Stopzetten bouw biobrandstoffabriek kost Shell minstens half miljard euro

Shell houdt rekening met een tegenvaller van ten minste 554 miljoen euro voor het stilzetten van de bouw van een fabriek voor het maken van biobrandstof, in de haven van Rotterdam. De kosten zouden zelfs kunnen oplopen tot bijna 1 miljard.

Het olie- en gasconcern maakte eerder deze week bekend dat het bedrijf er nu op mikt de fabriek in 2030 in gebruik te nemen, in plaats van dit jaar.

Met veel bombarie maakte Shell in september 2021 bekend een grote fabriek voor biobrandstoffen te bouwen in Pernis. De eerste brandstof, hoofdzakelijk bedoeld voor het bijmengen in vliegtuigen, moest daar dit jaar geproduceerd worden.
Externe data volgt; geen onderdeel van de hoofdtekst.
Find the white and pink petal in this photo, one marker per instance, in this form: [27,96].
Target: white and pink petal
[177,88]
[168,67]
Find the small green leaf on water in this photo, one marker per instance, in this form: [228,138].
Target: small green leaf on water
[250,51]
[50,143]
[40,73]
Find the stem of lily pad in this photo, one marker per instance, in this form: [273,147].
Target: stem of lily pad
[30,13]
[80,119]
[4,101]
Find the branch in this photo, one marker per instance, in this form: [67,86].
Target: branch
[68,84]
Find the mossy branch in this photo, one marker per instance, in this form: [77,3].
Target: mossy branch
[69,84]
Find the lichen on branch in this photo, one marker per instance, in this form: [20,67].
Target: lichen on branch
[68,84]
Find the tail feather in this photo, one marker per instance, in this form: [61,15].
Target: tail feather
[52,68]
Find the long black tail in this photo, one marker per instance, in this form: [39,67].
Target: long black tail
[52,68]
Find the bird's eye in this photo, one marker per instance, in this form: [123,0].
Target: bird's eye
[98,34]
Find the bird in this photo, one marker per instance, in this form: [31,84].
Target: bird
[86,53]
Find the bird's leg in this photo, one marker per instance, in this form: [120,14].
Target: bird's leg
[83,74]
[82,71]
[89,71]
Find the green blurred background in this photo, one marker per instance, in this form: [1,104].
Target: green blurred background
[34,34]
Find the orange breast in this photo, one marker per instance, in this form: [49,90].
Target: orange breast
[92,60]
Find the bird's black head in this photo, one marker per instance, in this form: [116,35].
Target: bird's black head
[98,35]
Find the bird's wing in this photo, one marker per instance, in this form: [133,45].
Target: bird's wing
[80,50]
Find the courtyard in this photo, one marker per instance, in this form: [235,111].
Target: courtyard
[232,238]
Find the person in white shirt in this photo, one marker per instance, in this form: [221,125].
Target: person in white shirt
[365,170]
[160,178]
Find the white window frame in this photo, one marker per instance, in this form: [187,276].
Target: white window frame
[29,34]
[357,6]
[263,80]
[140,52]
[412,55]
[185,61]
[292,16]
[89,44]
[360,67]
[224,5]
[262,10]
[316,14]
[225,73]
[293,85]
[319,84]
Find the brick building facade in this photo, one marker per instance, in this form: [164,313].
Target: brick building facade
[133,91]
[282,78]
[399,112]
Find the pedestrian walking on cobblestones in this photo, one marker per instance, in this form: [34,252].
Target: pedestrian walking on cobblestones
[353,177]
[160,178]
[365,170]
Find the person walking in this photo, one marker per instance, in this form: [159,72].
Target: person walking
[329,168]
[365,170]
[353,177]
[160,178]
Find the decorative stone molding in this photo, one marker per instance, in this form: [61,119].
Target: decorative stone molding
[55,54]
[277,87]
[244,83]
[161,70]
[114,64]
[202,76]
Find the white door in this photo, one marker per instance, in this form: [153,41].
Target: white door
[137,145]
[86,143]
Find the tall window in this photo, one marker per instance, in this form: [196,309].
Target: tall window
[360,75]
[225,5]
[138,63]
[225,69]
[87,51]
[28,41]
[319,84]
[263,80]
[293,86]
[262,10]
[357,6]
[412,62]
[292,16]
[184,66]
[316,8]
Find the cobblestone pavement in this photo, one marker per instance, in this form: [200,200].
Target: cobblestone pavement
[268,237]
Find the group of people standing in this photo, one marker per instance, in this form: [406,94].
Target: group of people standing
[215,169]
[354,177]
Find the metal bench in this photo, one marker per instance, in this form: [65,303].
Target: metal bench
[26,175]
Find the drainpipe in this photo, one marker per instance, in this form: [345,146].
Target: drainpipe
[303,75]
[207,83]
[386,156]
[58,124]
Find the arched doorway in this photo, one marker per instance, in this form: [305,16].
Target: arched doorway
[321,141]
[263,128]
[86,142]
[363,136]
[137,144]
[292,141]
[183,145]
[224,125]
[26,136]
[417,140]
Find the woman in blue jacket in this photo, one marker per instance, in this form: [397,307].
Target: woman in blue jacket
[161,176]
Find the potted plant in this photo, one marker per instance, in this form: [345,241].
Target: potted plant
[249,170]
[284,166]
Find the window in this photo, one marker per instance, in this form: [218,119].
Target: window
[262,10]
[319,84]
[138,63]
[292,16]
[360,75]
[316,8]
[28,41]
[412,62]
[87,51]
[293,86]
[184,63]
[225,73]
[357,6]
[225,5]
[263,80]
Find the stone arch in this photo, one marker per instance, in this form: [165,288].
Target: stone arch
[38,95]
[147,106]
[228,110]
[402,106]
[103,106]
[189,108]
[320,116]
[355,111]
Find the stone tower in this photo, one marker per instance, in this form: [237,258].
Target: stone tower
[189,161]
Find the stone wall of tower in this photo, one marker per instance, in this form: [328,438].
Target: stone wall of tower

Shell zegt te maken te hebben met zowel technische uitdagingen bij de bouw van de fabriek, als tegenzittende marktomstandigheden. Shell wil wachten tot luchtvaartmaatschappijen verplicht worden meer biobrandstof bij te mengen dan nu het geval is. Voor de huidige verplichtingen is er namelijk al voldoende zogenoemde Sustainable Aviation Fuel (SAF) op de markt. SAF is veel duurder dan kerosine, dus zullen luchtvaartmaatschappijen vanuit hun concurrentieoverwegingen niet vrijwillig duurdere brandstof gaan tanken.